Cl–N–NO₂^– quantified using the IC methods tracked the 1:1 line across the range of Cl–N–NO₂^– concentrations in the tap waters from not detected to 315 μg L^–1, indicating they were strongly correlated with the HILIC–UHRMS measurements. For IC-EC, the R² (n = 12) was 0.991 (Figure 2A) and the average residual (𝑟𝑖⎯⎯⎯) was +3.2 μg L^–1, indicating an overall positive bias. For IC-UV₂₄₃, the R² (n = 12) was 0.997 and the 𝑟𝑖⎯⎯⎯ was 0.0 μg L^–1, indicating no overall bias. Therefore, the accuracy and precision of Cl–N–NO₂^– quantitation by IC-UV₂₄₃ exceeded that of IC-EC for the tap waters tested. This is the first report, to the best of our knowledge, of Cl–N–NO₂^– presence in chlorinated tap waters.
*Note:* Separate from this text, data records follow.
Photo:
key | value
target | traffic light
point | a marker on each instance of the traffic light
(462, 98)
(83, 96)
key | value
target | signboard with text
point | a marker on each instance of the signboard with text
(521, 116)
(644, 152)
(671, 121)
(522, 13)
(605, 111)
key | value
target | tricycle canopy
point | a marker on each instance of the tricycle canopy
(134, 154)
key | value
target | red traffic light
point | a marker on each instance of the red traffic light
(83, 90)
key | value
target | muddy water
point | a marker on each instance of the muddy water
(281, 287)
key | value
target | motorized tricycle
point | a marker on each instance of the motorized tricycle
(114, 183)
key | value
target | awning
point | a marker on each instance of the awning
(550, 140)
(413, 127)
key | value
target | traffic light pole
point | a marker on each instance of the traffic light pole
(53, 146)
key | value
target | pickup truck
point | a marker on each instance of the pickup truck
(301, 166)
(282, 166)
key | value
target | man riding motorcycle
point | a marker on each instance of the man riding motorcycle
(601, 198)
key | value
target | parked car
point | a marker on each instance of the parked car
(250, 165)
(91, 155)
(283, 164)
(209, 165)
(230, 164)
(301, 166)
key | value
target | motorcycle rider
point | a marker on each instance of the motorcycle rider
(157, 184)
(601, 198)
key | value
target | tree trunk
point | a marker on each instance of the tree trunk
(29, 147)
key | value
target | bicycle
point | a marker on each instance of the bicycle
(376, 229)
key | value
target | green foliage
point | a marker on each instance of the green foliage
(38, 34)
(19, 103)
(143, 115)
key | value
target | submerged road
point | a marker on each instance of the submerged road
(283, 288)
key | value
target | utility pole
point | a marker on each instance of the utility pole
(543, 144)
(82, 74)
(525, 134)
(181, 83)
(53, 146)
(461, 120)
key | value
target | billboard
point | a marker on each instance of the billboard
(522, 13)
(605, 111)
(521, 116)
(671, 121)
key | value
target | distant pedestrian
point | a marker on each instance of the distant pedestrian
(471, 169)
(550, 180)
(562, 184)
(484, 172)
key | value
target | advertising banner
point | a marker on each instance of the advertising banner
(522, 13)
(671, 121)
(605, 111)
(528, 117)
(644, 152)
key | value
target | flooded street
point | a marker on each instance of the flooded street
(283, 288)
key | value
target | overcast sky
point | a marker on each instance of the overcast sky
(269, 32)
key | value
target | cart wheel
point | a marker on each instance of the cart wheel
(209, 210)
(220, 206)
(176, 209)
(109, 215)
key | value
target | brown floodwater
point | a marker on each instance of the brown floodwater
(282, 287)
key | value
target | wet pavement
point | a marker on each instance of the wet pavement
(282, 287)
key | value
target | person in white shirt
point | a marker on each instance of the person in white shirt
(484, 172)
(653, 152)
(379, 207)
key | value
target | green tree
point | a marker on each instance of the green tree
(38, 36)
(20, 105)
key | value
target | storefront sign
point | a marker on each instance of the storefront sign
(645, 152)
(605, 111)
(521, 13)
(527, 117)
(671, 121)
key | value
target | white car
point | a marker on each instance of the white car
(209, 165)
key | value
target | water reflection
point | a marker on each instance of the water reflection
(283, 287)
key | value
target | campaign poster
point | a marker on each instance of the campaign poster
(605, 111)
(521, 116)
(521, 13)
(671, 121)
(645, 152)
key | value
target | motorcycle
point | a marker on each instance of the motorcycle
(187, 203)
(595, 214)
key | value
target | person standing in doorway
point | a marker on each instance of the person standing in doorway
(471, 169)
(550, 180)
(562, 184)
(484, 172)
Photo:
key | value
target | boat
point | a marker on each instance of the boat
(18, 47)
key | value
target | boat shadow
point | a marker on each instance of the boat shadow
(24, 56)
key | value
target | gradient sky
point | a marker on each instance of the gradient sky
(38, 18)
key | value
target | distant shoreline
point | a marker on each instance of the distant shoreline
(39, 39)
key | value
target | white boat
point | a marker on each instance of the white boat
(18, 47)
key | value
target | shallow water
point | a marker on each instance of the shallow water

Although the Cl–N–NO₂^– concentrations are lower compared to chloraminated tap waters, this finding suggests that Cl–N–NO₂^– exposure is more widespread and additional formation pathways such as breakpoint chlorination could be relevant, as previously speculated. (6) The Cl–N–NO₂^– concentration maximum observed in the chloraminated tap waters (315 μg L^–1) is greater by a factor of about three compared to that in prior work, (6) illustrating a pressing need for additional occurrence studies to capture its full range in water systems.

We demonstrated that IC-EC and IC-UV₂₄₃ can be used to accurately quantify Cl–N–NO₂^– in tap waters with minor modifications to the IC system (i.e., 5 mL injection loop and 14.4 mM Na₂CO₃ eluent) using standards formulated in 1 mM borate buffer at pH 9. While the lowest LOD (5.8 μg L^–1) and LOQ (8.2 μg L^–1) are greater than those for HILIC-UHRMS (0.17 and 0.58 μg L^–1, respectively), the IC methods are accurate within an environmentally relevant range, with Cl–N–NO₂^– at levels up to about 315 μg L^–1. Spike recovery experiments indicate matrix effects were negligible for Cl–N–NO₂^– quantitation by IC-EC and IC-UV₂₄₃ for concentrations <50 μg L^–1 (i.e., P_{<50 μg L^–1} > 0.05). IC-based quantitation methods were strongly correlated with HILIC–UHRMS (R² ≥ 0.991) and unbiased for quantitation by IC-UV₂₄₃ peak area. Cl–N–NO₂^– may continue to form in tap waters containing a chloramine residual, particularly at pH ≲ 8 where chloramines decompose more readily. (29) A quenching agent/procedure has not yet been identified for chloramines that does not impact Cl–N–NO₂^–. Thus, the time between sample collection and analysis should be minimized (<1 day, if possible) to get the most accurate assessment of Cl–N–NO₂^– occurrence until if/when a suitable sample preservation procedure is developed. Nevertheless, the IC methods developed and validated here can be adopted by water utilities and testing laboratories for widespread Cl–N–NO₂^– monitoring campaigns.